Is the execute(policy, statement, ...) Java API call really async?


#1

Hi,

according to the Java API documentation, the following method is asynchronous:

public final ExecuteTask execute(WritePolicy policy, Statement statement, String packageName, String functionName, Value... functionArgs) throws AerospikeException

the documentation says: “Records are not returned to the client. This asynchronous server call…

I created an application using it and I have also added some simple method call timers, so now I see how much time a method call takes. From the timer’s log and from the Java API it seems to me that this call is not async, but a simple synchronous call. The Java API uses a ServerCommand class to execute the command, this class’s second parent class is a SyncCommand, not an AsyncCommand.

Please let me know if my findings are correct and if an asynchronous version of this method is planned to be developed.

Thanks, Peter


#2

Hi Peter

What you are using is a User Defined Function (UDF) that is applied to all records that match the criteria specified by the Statement. Essentially this UDF will be invoked on each record matching the criteria. This is often used when data in a Set or Namespace needs to be transformed to another form.

You are correct, invoking execute() is a synchronous call sent to each node in the cluster in parallel. But the processing of records will continue until the criteria is exhausted, well after the execute() has completed in your client. .

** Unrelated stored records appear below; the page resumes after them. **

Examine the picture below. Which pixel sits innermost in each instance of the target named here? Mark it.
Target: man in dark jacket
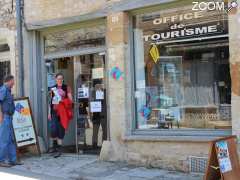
(7, 108)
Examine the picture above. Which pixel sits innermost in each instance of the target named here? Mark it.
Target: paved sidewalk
(87, 167)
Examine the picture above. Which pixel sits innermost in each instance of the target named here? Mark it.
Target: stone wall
(40, 10)
(7, 14)
(234, 45)
(8, 32)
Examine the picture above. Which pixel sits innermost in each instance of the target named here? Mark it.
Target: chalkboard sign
(223, 162)
(23, 124)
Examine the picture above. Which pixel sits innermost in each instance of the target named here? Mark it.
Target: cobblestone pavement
(87, 167)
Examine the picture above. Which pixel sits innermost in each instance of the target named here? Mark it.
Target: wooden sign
(23, 124)
(223, 162)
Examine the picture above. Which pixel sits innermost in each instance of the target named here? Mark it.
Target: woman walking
(60, 113)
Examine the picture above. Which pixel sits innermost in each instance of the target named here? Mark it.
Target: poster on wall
(96, 106)
(23, 125)
(223, 156)
(97, 73)
(83, 92)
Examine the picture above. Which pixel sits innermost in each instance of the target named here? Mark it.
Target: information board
(23, 124)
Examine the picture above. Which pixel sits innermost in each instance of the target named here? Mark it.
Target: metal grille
(197, 164)
(4, 70)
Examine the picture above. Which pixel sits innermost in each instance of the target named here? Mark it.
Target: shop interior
(189, 87)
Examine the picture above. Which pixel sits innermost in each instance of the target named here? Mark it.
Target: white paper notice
(96, 106)
(99, 95)
(223, 156)
(83, 92)
(97, 73)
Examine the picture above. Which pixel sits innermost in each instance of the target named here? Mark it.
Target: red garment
(65, 112)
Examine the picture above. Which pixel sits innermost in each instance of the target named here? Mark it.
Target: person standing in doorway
(99, 118)
(7, 108)
(60, 93)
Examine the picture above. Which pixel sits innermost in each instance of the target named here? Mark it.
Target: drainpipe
(20, 47)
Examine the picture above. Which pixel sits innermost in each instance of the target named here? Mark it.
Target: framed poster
(23, 124)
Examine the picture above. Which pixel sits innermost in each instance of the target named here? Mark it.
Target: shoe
(3, 164)
(17, 163)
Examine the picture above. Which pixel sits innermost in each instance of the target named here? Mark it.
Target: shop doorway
(85, 75)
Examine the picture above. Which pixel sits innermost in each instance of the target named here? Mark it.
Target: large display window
(182, 76)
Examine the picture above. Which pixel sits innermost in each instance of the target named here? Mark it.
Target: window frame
(132, 132)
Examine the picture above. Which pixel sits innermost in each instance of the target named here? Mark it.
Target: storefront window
(75, 39)
(182, 76)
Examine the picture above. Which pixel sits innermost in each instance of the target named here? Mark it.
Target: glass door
(90, 97)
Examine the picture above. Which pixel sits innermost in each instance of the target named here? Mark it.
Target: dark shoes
(17, 163)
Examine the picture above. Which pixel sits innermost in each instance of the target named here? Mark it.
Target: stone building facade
(129, 139)
(8, 54)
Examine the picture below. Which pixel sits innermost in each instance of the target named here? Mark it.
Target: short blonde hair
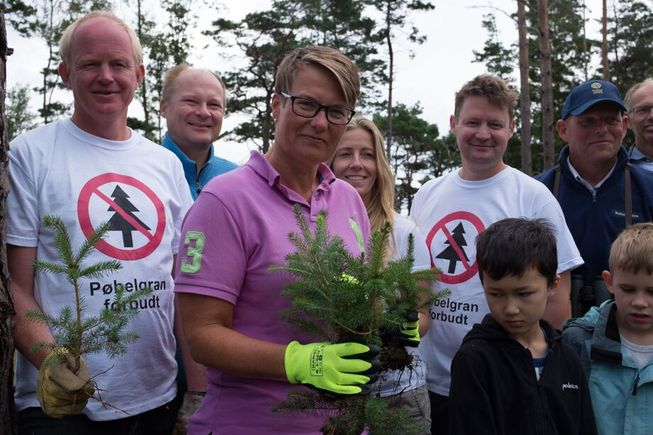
(632, 251)
(341, 68)
(67, 38)
(492, 87)
(172, 74)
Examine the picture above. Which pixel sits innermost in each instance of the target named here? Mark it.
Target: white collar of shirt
(580, 179)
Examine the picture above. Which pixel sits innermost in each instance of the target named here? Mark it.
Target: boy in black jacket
(512, 375)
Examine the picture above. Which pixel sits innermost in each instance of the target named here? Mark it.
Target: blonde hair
(170, 79)
(341, 68)
(380, 208)
(632, 251)
(494, 88)
(67, 38)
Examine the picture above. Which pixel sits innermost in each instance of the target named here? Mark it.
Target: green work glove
(410, 329)
(343, 368)
(61, 391)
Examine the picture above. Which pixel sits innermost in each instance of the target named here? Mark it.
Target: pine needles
(73, 331)
(339, 298)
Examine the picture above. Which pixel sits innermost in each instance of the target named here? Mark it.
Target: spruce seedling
(71, 330)
(339, 297)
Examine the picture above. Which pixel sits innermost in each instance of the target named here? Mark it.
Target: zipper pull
(635, 384)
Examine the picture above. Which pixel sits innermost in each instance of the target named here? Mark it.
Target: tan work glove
(190, 405)
(61, 391)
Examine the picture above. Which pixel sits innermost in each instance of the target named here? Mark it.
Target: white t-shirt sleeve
(568, 255)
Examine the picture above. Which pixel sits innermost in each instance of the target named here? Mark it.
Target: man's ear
(140, 74)
(607, 279)
(561, 127)
(554, 286)
(64, 74)
(162, 108)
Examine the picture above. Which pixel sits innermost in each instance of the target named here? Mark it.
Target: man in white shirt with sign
(453, 209)
(86, 170)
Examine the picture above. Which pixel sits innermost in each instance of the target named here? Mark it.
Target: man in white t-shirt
(453, 209)
(87, 170)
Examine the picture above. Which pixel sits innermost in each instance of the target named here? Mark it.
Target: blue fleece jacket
(196, 180)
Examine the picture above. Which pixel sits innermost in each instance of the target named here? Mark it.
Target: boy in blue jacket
(512, 375)
(615, 340)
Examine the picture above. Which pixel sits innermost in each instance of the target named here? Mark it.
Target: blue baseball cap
(585, 95)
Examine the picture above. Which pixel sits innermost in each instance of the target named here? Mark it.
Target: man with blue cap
(598, 190)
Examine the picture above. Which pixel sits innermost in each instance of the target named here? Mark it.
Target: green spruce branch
(339, 297)
(71, 330)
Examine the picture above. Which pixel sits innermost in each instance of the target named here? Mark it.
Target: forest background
(413, 54)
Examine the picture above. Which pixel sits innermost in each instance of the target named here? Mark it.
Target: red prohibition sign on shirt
(92, 187)
(469, 270)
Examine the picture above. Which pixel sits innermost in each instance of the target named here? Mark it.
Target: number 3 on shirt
(193, 252)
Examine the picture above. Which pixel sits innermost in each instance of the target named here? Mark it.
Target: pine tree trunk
(7, 410)
(604, 42)
(525, 98)
(388, 36)
(547, 85)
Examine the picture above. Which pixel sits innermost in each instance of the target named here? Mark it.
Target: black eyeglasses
(307, 108)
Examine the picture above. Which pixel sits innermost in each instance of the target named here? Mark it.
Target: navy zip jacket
(596, 219)
(494, 390)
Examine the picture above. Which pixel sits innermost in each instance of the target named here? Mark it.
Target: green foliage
(18, 114)
(346, 414)
(342, 298)
(71, 330)
(416, 151)
(630, 39)
(570, 56)
(47, 20)
(265, 37)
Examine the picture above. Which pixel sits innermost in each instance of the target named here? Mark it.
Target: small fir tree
(339, 297)
(71, 330)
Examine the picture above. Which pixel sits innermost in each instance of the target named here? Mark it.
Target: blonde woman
(360, 160)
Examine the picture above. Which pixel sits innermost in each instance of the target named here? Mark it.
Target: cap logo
(596, 88)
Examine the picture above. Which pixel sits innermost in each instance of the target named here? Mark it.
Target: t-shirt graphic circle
(92, 187)
(452, 251)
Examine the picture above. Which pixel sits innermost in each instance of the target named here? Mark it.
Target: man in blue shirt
(193, 102)
(599, 191)
(639, 102)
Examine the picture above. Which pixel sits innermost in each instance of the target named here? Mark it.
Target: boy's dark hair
(514, 245)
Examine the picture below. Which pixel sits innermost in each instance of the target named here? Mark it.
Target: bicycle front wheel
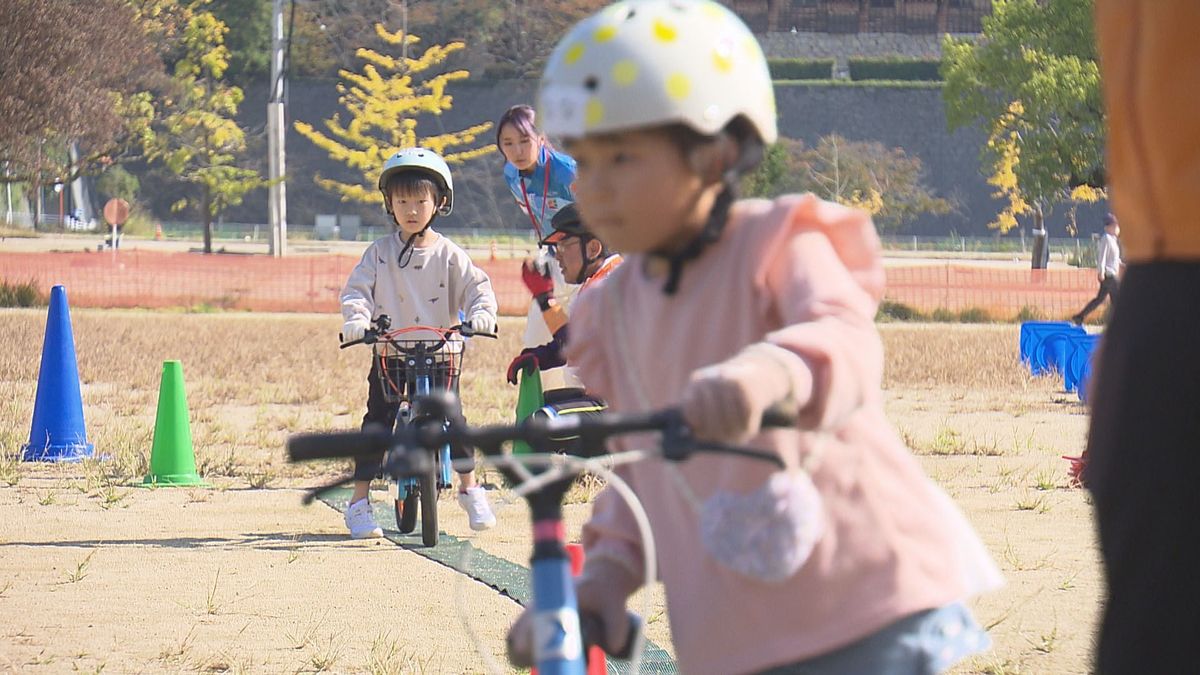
(429, 488)
(406, 513)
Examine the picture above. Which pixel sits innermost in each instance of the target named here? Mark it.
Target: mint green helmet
(425, 161)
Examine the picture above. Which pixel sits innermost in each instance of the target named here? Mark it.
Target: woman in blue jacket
(543, 183)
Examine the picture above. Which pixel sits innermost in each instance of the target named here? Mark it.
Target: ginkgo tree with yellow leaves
(383, 102)
(1033, 83)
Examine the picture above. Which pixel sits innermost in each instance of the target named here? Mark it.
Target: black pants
(1109, 287)
(382, 412)
(1144, 471)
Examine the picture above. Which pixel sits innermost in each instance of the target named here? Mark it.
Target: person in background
(417, 276)
(541, 180)
(1109, 268)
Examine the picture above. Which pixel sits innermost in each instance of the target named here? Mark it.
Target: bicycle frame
(423, 386)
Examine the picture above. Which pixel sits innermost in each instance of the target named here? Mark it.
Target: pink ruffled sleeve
(822, 279)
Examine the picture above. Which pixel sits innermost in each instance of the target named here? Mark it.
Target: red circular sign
(117, 210)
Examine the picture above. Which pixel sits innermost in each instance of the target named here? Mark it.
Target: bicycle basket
(401, 363)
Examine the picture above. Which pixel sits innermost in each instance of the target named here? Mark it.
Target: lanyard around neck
(545, 197)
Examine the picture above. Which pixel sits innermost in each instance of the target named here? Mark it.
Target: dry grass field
(96, 574)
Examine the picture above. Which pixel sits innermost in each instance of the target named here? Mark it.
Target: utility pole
(276, 131)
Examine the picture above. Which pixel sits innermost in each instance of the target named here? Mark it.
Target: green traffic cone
(529, 400)
(172, 459)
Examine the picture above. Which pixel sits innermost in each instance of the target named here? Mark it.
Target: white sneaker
(360, 520)
(479, 512)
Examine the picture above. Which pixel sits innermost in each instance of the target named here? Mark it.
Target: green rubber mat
(507, 577)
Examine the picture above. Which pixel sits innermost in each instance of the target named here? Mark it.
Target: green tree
(199, 142)
(1032, 82)
(885, 181)
(118, 184)
(383, 102)
(71, 73)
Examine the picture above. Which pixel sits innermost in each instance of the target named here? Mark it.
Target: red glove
(525, 360)
(535, 281)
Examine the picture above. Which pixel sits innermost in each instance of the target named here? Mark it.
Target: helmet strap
(586, 270)
(749, 154)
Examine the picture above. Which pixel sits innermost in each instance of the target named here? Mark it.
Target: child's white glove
(354, 329)
(483, 322)
(725, 402)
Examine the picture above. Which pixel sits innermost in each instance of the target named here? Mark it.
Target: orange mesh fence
(311, 284)
(1001, 292)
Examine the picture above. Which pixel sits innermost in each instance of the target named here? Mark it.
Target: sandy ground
(222, 579)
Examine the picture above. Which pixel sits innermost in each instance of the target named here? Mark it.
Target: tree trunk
(207, 213)
(773, 16)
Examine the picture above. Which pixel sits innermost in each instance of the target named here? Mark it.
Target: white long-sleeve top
(437, 282)
(1108, 256)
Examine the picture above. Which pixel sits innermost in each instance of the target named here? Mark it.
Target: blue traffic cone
(58, 431)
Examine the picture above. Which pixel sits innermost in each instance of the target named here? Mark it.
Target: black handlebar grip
(780, 414)
(305, 447)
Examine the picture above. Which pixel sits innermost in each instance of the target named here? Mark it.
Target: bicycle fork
(557, 638)
(405, 414)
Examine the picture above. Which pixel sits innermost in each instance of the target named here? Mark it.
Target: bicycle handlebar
(382, 333)
(593, 430)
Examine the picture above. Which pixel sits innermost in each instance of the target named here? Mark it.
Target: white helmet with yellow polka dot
(646, 63)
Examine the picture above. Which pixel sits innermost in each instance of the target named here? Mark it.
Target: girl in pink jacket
(850, 560)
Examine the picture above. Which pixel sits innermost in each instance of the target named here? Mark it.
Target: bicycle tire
(406, 513)
(429, 491)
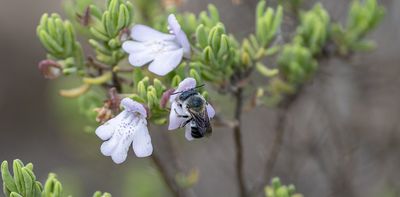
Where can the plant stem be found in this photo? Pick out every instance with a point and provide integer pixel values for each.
(116, 82)
(167, 177)
(238, 142)
(273, 154)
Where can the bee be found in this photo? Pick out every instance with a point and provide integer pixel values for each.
(195, 107)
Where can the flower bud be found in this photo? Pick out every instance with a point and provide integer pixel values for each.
(50, 69)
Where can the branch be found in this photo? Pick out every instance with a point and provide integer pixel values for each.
(168, 179)
(238, 141)
(273, 154)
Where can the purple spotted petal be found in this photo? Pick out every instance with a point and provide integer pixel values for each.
(141, 140)
(180, 35)
(166, 62)
(144, 33)
(133, 46)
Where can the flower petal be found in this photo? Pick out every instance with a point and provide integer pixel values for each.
(173, 23)
(108, 147)
(133, 46)
(133, 106)
(180, 35)
(188, 133)
(142, 58)
(145, 33)
(141, 140)
(184, 85)
(175, 121)
(184, 42)
(121, 150)
(210, 111)
(166, 62)
(106, 130)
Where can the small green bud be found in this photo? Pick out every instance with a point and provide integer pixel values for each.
(201, 36)
(214, 15)
(224, 46)
(262, 69)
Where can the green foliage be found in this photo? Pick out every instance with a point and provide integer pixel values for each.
(276, 189)
(151, 95)
(362, 18)
(100, 194)
(59, 39)
(23, 183)
(268, 23)
(52, 187)
(218, 58)
(106, 30)
(314, 28)
(296, 63)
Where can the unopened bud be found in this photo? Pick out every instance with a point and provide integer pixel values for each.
(50, 69)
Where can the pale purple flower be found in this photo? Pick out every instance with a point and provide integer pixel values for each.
(163, 51)
(176, 122)
(128, 127)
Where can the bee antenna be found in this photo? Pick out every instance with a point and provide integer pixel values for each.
(202, 85)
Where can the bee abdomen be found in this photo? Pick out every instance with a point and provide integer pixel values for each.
(196, 132)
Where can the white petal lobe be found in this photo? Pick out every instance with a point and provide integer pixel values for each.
(144, 33)
(166, 62)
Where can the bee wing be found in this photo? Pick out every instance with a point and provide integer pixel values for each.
(202, 121)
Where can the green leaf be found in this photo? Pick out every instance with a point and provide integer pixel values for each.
(7, 178)
(201, 36)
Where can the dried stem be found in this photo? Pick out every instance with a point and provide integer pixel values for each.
(238, 142)
(273, 154)
(167, 177)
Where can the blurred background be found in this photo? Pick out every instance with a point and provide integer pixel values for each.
(342, 138)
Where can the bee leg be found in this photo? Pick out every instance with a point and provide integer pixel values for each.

Consider the case where you have 2,000,000,000 records that are evenly distributed across 4 nodes in an Aerospike cluster. The execute() method will send a message to each node with the criteria and the UDF module and name, and then return. Each node, however, will continue to traverse the 500,000,000 records (2,000,000,000 / 4) assigned to it, invoking the UDF on each one. This job is running asynchronously from the client’s perspective.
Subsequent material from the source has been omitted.